Aggregate real household spending contracted slightly by 0.4 per cent to ₦24.8 trillion in 2024, despite nominal spending rising by 33 per cent to ₦237 trillion. This dichotomy reflects the persistent erosion of purchasing power amid inflationary pressures, particularly on essential goods and services such as housing, education, health, and transportation.
Cost-of-living pressures have intensified, driven by a 190 per cent increase in electricity tariffs for the highest band customers from 2023 to 2025, sharp hikes in transportation fares—airfares increased by 74 per cent, intercity bus fares by 98 per cent—and rising prices of food and utilities.
CBN surveys reveal that over 80 per cent of both households and businesses expect elevated inflation to persist over the next 3 to 6 months, fueled by high energy costs, exchange rate volatility, and supply chain constraints. Nonetheless, increasing confidence in monetary policy reforms has seen a slight rise in the proportion anticipating a deceleration of inflation by year-end.
Security challenges remain a profound concern. Reported killings increased by 70 per cent to 2,266 in H1 2025 compared to the same period in 2024, while kidnappings rose by 6 per cent to 1,538. Rising insurgency, banditry, farmer-herder conflicts, and abduction networks disrupt economic activities and pose significant risks to social cohesion and investor confidence. The report stresses the need for coordinated security reforms, community engagement, and socioeconomic support to stabilise affected regions.
Looking forward, Nigeria’s GDP is projected to grow modestly by 3.4 per cent in 2025, driven by increased crude oil production and continued strength in the Finance, ICT, Construction, and Real Estate sectors. Inflation is expected to moderate to 21.46 per cent, aided by monetary tightening and improved forex stability. The Central Bank of Nigeria is likely to maintain a cautious stance with elevated interest rates while continuing reforms to deepen financial markets and enhance liquidity.

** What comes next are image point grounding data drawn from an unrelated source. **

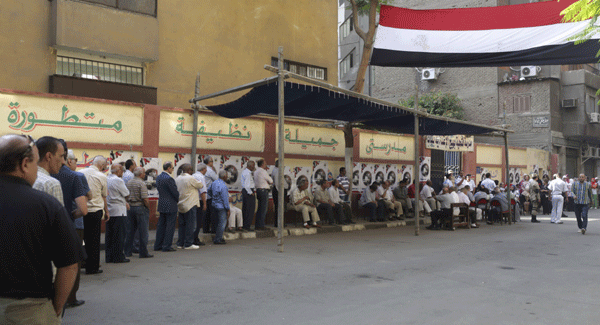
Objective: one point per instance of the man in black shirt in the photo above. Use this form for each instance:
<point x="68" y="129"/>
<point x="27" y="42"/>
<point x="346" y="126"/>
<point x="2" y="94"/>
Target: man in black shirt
<point x="35" y="230"/>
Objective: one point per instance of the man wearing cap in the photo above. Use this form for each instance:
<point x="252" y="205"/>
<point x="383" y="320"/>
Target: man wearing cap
<point x="582" y="194"/>
<point x="35" y="231"/>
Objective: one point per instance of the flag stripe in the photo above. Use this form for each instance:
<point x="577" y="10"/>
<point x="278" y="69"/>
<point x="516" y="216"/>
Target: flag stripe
<point x="567" y="53"/>
<point x="479" y="41"/>
<point x="485" y="18"/>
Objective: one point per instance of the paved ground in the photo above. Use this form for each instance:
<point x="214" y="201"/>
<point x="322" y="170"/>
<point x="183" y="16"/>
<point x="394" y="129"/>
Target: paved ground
<point x="520" y="274"/>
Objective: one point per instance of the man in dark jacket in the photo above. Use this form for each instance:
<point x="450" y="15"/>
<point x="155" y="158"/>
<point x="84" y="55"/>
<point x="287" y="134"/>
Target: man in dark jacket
<point x="168" y="196"/>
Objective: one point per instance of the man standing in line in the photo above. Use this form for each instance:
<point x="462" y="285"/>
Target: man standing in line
<point x="210" y="176"/>
<point x="52" y="155"/>
<point x="97" y="211"/>
<point x="189" y="201"/>
<point x="45" y="235"/>
<point x="138" y="213"/>
<point x="582" y="194"/>
<point x="201" y="213"/>
<point x="220" y="195"/>
<point x="286" y="187"/>
<point x="168" y="196"/>
<point x="557" y="190"/>
<point x="263" y="183"/>
<point x="129" y="167"/>
<point x="248" y="196"/>
<point x="344" y="187"/>
<point x="75" y="191"/>
<point x="117" y="208"/>
<point x="534" y="198"/>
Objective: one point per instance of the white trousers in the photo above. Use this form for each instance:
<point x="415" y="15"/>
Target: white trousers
<point x="235" y="214"/>
<point x="557" y="203"/>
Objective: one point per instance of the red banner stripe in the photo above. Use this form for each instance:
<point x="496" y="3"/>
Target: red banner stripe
<point x="484" y="18"/>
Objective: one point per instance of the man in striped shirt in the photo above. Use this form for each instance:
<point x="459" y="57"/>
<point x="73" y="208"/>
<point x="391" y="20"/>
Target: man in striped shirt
<point x="582" y="194"/>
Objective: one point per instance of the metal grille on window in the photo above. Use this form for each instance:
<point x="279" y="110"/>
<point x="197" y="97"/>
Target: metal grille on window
<point x="89" y="69"/>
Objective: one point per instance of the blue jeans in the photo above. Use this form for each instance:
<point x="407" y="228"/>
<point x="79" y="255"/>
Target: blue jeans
<point x="165" y="229"/>
<point x="263" y="204"/>
<point x="138" y="218"/>
<point x="187" y="225"/>
<point x="221" y="222"/>
<point x="581" y="214"/>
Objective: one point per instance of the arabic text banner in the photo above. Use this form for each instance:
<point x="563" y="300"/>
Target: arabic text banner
<point x="306" y="140"/>
<point x="214" y="132"/>
<point x="450" y="142"/>
<point x="385" y="146"/>
<point x="72" y="120"/>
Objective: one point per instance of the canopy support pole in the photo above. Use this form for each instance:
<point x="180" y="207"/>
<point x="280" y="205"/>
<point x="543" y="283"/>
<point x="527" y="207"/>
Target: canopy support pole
<point x="195" y="107"/>
<point x="508" y="192"/>
<point x="416" y="172"/>
<point x="280" y="144"/>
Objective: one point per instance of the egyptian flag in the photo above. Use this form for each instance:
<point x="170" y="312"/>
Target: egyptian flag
<point x="516" y="35"/>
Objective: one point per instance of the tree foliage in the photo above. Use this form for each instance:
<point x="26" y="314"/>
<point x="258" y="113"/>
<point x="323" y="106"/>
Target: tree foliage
<point x="438" y="103"/>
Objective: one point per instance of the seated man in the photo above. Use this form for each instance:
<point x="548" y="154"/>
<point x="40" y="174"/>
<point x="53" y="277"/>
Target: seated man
<point x="387" y="199"/>
<point x="401" y="195"/>
<point x="302" y="202"/>
<point x="334" y="194"/>
<point x="368" y="200"/>
<point x="324" y="204"/>
<point x="440" y="217"/>
<point x="235" y="216"/>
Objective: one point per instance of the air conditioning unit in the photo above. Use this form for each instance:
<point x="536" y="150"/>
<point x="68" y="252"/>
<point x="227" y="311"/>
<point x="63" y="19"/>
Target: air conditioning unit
<point x="429" y="74"/>
<point x="568" y="103"/>
<point x="529" y="71"/>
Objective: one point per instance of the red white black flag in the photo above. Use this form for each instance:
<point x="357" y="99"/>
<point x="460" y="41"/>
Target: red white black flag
<point x="527" y="34"/>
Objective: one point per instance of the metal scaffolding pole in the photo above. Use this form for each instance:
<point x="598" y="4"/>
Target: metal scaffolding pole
<point x="280" y="144"/>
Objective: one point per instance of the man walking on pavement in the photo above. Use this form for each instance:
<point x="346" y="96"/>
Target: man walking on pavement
<point x="138" y="213"/>
<point x="248" y="196"/>
<point x="557" y="190"/>
<point x="168" y="196"/>
<point x="534" y="198"/>
<point x="582" y="194"/>
<point x="97" y="211"/>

The report underscores six strategic imperatives for government and businesses: strengthen fiscal sustainability through debt management and tax reforms; maintain disciplined monetary policy balancing inflation control and credit access; accelerate productivity-led growth via MSME support and infrastructure investments; deepen structural reforms to attract sustainable investments; expand social protection and human capital development; and proactively manage domestic and global risks, including geopolitical uncertainties and technological disruptions in AI and green finance.